Etc, the list goes on. The stupidest thing I have said was to my 10 year old son
"Go up stairs and get my breasts"
I wasnt even close to what I meant as I really wanted him to go up stairs and get me some tissue for my nose.
It IS horrendous, but the good news is that it DOES get easier with treatment. In the meantime, think of it is as temporary and do not let it get you down.
I've lost 99.9 percent of that symptom except for when i am really herxing.
Its still really frustrating though when you are trying desperately to say something and get laughed at. I have explained to my kids NOT to laugh at me or simply put, they have to sit and think about how that hurts me.
I have also gained ALOT OF weight and the fat jokes halted in about two weeks of my kids losing their games, etc for laughing and saying it looked like I ate their little brother.
They may not understand this disease, but I'll be go to hades if they are going to make fun of it, or me, or anyone else disabled for any reason!

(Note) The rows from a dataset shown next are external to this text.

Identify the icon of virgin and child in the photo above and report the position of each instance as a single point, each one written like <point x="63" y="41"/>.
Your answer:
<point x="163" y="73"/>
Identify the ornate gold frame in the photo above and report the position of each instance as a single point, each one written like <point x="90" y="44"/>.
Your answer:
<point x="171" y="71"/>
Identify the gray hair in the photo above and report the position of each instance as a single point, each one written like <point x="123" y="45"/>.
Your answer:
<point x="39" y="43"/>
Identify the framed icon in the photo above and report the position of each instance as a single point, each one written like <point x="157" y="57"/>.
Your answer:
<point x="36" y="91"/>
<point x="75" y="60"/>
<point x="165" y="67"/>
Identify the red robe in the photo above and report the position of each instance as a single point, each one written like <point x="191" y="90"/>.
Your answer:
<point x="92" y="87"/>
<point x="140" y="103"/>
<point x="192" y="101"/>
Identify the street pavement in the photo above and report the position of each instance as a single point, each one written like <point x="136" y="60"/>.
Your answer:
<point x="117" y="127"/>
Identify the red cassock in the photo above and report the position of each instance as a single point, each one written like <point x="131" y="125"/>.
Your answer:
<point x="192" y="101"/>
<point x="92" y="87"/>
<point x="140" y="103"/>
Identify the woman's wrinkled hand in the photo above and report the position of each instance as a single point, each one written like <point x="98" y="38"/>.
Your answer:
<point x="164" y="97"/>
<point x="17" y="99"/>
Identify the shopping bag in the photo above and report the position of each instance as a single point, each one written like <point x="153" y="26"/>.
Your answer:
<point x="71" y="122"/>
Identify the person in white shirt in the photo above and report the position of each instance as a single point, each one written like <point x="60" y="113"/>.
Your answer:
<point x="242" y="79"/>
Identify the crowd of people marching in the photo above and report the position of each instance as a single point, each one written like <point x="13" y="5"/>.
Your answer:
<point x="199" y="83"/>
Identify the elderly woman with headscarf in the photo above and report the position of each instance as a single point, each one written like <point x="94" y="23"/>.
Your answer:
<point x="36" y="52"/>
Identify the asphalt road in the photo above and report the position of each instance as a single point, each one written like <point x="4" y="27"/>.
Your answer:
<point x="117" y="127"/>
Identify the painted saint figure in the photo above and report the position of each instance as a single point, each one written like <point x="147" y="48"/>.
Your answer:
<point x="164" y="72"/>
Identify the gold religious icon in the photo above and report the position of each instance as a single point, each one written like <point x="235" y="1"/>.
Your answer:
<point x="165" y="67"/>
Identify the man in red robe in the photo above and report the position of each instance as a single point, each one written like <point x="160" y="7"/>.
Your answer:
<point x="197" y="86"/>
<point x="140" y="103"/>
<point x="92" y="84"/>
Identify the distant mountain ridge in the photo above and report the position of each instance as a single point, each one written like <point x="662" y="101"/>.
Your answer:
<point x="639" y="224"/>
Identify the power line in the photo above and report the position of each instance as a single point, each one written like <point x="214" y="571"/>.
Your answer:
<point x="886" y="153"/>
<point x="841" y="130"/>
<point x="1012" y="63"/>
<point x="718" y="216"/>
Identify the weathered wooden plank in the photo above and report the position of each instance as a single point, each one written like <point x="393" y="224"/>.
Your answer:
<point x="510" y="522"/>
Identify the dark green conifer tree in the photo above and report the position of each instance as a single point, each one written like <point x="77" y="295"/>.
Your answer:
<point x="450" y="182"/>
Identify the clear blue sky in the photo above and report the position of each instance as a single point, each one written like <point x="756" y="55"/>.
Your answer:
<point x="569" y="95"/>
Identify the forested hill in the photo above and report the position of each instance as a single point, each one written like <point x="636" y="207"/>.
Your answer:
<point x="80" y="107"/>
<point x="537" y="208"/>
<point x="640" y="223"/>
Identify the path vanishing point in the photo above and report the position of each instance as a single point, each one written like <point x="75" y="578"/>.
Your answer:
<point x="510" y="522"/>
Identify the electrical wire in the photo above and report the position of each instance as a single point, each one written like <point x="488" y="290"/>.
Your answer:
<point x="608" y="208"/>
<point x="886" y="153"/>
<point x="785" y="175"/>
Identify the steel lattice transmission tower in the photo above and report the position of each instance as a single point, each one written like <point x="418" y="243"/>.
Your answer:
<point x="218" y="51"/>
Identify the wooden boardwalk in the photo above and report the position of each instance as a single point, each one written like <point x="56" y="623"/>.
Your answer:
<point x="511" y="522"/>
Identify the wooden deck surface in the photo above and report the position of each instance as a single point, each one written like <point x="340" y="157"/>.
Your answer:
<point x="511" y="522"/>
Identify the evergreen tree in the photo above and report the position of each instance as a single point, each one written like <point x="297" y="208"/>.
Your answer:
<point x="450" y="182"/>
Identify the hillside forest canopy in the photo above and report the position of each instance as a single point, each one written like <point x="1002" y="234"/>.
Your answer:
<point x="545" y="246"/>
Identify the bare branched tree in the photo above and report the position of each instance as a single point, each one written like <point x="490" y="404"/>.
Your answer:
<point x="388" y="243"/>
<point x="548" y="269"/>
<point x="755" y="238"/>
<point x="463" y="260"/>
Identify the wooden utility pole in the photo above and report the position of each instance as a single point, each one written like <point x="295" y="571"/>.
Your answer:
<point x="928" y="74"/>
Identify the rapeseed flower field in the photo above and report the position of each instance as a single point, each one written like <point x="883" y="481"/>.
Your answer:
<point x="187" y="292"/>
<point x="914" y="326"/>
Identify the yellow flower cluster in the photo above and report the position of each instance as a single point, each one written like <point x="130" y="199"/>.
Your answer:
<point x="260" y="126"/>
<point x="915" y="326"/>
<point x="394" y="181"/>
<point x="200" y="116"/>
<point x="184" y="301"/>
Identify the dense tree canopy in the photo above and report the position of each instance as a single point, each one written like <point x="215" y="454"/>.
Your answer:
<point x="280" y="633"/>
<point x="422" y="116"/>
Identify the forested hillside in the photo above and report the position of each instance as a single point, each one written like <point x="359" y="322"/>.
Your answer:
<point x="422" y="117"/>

Instead of my telling my kids about lyme ( even though my 6 year old does have it) , I simply told them that I hurt my tongue and it doesnt say the right stuff anymore due to my disease and that I would
appreciate it if they would knock it off and that I wouldnt laugh at them if they skinned their knees.
Depends on how old your kids are though, but in any case, I hope this helps.
I used to cry alot too, now honestly, I do laugh alot at myself.
Softballmom,I really do hope that you get better soon.In a way I think that the nero probems with Lyme as bad as the physical (for me).I understand how you feel about school.
[This message has been edited by trecetetodromonmetabia (edited 28 December 2004).]
I look at her and her eyes are as big as goose eggs. She said I just wanted to tell you something. I thought she was warning me or something. All the kids bust out laughing she ask me have I lost my mind. I said you can't loose what you never had. I started laughing too. Then I said that was really not funny. Had there been someone behind me we could have been in an accident.
I know that was a little off the subject. Since I have been on the abx's lots of things have gone haywire and the cognitive problems have gotten even worse. It makes me feel better to have someone to talk to that knows what it is like.
For a while I questioned myself as to if I really was going crazy.